Despite the name, this yummy hot sandwich didn’t originate from France. It was in fact born in Los Angeles back in the 1900s.

Instant Pot French Dip | Pressure Cook French Dip | Instapot French Dip Sandwich | Beef Dip | Instant Pot Chuck Roast | Instant Pot Beef Recipes | Healthy Instant Pot Recipes

We added our own little flavor-boosting, umami-bombing, non-traditional twist to this Instant Pot French Dip Sandwiches Recipe.

Wait! Fish Sauce? Soy Sauce? Worcestershire Sauce in French Dip? Whaaa?

If you’ve been following our A + J recipes, you can probably smell our obsession for Umami. hehe~

Give it a try. There’s just no turning back! 😉

Have fun & dive in Umami Instant Pot French Dip!

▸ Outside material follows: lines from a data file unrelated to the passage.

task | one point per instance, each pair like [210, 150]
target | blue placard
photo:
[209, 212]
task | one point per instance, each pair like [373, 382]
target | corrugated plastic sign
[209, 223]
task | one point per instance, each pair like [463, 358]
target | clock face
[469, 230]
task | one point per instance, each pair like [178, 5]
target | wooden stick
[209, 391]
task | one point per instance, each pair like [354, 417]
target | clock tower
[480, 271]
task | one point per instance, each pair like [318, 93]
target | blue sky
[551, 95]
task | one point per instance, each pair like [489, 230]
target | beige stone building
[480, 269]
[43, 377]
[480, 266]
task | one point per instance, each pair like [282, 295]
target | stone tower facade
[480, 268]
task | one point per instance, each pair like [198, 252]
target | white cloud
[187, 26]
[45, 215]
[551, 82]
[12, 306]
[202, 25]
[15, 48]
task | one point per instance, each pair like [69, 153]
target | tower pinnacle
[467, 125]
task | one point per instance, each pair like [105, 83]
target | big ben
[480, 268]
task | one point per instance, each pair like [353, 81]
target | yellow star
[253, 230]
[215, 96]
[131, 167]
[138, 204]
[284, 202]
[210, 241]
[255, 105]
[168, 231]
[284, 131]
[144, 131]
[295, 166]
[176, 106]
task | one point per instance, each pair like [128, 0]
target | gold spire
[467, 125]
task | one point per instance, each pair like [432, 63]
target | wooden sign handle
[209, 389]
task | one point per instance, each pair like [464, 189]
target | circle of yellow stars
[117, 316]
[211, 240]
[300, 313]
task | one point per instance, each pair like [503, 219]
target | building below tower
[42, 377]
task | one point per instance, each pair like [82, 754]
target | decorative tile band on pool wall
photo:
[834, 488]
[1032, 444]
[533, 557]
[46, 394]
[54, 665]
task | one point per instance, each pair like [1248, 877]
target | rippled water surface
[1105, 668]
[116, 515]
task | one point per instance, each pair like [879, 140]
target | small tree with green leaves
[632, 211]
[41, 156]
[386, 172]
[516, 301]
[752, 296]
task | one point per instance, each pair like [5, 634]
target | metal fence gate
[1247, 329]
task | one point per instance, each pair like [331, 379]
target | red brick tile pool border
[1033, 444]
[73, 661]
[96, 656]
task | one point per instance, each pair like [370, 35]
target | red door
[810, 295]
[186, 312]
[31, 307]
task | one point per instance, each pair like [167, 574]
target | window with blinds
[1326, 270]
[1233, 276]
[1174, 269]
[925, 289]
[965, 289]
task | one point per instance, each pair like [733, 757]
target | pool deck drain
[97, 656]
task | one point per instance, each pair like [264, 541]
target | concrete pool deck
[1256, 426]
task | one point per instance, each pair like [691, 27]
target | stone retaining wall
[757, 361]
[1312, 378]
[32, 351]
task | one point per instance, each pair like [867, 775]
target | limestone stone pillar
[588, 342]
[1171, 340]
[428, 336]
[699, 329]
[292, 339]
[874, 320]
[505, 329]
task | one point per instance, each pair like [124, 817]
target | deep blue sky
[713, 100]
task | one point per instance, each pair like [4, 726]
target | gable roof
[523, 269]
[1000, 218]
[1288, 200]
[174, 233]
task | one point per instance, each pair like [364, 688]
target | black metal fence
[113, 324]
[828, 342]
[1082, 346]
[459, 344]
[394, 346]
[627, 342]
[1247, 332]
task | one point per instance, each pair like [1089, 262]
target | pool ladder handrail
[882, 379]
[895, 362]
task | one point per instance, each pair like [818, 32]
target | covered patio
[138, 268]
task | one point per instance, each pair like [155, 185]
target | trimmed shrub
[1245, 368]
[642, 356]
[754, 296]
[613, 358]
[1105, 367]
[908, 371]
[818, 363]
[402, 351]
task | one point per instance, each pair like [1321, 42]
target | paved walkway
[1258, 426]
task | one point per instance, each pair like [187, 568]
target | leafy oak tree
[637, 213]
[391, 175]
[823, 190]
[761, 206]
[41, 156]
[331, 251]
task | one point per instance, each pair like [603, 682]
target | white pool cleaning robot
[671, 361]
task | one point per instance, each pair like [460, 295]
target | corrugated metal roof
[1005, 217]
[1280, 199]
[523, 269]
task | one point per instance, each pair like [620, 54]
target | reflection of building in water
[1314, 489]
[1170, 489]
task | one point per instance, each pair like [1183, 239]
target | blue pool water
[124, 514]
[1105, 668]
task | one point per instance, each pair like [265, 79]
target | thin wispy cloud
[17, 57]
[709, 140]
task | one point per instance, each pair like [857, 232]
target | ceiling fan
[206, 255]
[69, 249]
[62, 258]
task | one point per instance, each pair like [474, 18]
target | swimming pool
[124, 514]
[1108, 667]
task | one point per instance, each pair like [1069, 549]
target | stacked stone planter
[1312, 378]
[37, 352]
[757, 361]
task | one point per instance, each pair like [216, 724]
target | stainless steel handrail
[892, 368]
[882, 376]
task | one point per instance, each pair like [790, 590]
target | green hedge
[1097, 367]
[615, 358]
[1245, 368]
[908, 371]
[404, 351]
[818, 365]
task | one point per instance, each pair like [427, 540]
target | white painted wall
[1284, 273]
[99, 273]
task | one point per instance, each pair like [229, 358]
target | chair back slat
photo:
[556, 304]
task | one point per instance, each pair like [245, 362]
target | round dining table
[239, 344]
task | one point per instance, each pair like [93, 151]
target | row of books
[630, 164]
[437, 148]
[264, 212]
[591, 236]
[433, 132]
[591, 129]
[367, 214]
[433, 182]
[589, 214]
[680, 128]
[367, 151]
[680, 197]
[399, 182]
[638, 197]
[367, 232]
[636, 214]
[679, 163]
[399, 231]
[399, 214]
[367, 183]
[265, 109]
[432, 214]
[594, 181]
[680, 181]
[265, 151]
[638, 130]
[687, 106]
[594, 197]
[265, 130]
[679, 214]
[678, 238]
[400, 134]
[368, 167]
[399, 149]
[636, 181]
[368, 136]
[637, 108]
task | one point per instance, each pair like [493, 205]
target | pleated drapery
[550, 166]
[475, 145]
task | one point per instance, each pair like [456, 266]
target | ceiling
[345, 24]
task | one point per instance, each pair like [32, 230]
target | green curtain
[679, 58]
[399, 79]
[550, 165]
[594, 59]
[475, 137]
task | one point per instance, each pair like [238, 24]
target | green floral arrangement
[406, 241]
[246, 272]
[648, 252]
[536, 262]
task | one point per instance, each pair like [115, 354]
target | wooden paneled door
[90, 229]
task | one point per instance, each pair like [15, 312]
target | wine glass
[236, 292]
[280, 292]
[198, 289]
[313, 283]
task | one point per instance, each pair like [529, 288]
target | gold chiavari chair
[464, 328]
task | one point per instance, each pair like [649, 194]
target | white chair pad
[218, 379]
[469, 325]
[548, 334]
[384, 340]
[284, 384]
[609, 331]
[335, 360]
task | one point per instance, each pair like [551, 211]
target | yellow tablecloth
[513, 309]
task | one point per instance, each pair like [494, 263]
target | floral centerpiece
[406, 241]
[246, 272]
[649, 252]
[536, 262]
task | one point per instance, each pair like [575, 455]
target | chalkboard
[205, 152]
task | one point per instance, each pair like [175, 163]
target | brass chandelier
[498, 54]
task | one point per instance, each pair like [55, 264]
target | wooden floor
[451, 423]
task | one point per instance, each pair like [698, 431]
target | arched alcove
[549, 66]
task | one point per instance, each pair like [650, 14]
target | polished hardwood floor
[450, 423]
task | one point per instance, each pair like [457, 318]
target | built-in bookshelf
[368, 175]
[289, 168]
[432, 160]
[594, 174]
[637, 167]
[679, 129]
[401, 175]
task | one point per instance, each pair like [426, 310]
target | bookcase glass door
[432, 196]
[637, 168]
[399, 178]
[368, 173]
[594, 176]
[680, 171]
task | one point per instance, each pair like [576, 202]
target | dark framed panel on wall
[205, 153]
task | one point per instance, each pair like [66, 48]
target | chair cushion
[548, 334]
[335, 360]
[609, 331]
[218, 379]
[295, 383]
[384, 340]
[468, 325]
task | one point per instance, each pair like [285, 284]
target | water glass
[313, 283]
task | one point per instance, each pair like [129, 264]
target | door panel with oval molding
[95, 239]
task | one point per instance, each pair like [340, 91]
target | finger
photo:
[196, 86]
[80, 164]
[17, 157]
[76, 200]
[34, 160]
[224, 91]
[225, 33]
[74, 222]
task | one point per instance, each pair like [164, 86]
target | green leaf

Instant Pot French Dip | Pressure Cook French Dip | Instapot French Dip Sandwich | Beef Dip | Instant Pot Chuck Roast | Instant Pot Beef Recipes | Healthy Instant Pot Recipes

Instant Pot French Dip

Your family will love this Umami Instant Pot French Dip (Pressure Cooker French Dip Sandwiches)! A mouthful of toasted crusty French Baguette, tender & juicy beef bursting with umami flavors, topped with melted cheese, dipped into the hot beefy Au Jus.
4.89 from 26 votes
Print Rate This Recipe
Total: 1 hour 50 minutes
Servings: 6
Calories: 369kcal
Author: Amy + Jacky

Ingredients

To Serve

  • 1 loaf french bread
  • 2 - 3 slices Swiss cheese

Instructions

  • Brown Chuck Roast Steak: Heat up Instant Pot using Sauté More function. Wait until it says HOT (~8 mins). Pat dry the chuck roast steak and lightly season one side with salt + black pepper. Drizzle the inner pot with 1 tbsp olive oil. Then, place the seasoned side of chuck roast in Instant Pot. Lightly season the other side with more salt + black pepper. 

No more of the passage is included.